Saqué la daga alemana de su funda y se la tendí. El perro pastor seguía tratando de arrastrar su destripada barriga hacia el bosque, pero estaba perdiendo fuerzas en sus patas delanteras. Finalmente abandonó, al acercarse Kolya, como si hubiera decidido que ya era suficiente. Yacía sobre la nieve empapada de sangre, mirando fijamente a Kolya con unos fatigados ojos castaños. El palillo de madera asomaba de la caja de su lomo como el mástil de un velero. Parecía una cosa endeble, no más grueso que un palillo de tambor.
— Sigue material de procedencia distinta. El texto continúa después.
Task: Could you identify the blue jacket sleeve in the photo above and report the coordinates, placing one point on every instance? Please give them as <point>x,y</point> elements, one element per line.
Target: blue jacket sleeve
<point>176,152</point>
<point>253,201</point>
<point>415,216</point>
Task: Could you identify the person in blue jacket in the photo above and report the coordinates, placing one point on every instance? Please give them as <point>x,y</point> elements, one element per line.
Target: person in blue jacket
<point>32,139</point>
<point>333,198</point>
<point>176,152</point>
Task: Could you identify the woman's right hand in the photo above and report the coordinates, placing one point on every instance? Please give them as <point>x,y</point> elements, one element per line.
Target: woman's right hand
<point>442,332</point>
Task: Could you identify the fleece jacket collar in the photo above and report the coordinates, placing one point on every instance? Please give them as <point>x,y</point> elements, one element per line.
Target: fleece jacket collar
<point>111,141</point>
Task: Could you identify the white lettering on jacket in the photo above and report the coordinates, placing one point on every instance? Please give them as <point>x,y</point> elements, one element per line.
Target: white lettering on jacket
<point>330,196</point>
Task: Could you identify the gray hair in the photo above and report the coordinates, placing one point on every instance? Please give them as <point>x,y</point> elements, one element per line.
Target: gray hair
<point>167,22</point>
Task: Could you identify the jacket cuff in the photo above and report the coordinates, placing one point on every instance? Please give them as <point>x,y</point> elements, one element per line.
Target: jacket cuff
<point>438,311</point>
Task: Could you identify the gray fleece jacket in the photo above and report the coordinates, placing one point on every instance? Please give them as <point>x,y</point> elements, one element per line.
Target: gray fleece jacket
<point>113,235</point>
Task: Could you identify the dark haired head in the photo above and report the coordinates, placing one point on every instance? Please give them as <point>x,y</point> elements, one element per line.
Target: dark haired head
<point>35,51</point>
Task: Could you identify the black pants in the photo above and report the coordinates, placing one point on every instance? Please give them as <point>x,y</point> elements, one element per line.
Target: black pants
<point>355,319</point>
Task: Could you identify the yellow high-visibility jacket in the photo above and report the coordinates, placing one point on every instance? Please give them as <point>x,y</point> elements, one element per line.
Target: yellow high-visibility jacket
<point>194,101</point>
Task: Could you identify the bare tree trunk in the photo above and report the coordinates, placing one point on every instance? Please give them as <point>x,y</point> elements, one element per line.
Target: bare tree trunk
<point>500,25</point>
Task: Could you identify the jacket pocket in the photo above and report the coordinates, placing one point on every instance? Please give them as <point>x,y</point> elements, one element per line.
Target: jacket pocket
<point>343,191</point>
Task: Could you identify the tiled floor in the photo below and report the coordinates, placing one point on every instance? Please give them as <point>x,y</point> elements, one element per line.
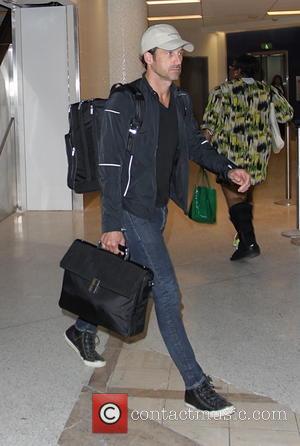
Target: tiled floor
<point>242,319</point>
<point>157,409</point>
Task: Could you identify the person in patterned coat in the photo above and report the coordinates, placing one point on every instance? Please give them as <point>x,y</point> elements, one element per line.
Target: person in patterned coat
<point>236,122</point>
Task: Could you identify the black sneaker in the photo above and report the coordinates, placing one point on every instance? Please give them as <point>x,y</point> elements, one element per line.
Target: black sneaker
<point>84,343</point>
<point>205,398</point>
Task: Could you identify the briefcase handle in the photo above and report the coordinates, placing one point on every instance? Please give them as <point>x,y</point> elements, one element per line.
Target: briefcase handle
<point>125,251</point>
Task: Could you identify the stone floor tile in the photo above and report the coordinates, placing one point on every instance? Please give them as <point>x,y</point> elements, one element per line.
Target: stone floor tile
<point>144,379</point>
<point>78,431</point>
<point>133,359</point>
<point>150,409</point>
<point>266,416</point>
<point>259,437</point>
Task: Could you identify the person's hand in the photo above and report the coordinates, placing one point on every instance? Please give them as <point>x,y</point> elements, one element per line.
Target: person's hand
<point>241,178</point>
<point>111,241</point>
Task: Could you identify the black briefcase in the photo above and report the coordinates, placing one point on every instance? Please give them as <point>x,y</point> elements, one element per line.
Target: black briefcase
<point>102,288</point>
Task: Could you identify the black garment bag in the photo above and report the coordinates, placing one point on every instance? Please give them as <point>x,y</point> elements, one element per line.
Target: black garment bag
<point>102,288</point>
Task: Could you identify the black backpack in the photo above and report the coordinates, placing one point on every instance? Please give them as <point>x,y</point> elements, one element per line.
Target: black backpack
<point>83,139</point>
—Buen chico —dijo Kolya, arrodillándose al lado del animal, y sosteniendo firmemente la cabeza del perro con la mano izquierda—. Eres un buen chico.
Kolya le cortó la garganta al perro con un rápido movimiento. El animal se estremeció, manando la sangre de su cuello, humeando bajo el frío aire. Kolya dejó caer suavemente la cabeza del perro al suelo, donde continuó retorciéndose durante unos segundos, soltando zarpazos al aire, como un cachorrillo que estuviera soñando, y luego se quedó muerto.
Nos quedamos en silencio durante unos momentos, presentando nuestros respetos al caído animal. Kolya lavó ambos lados de la ensangrentada hoja en la nieve, la secó en la manga de su chaqueta y me la devolvió.
—Hemos perdido sólo cuarenta minutos. Caminemos deprisa.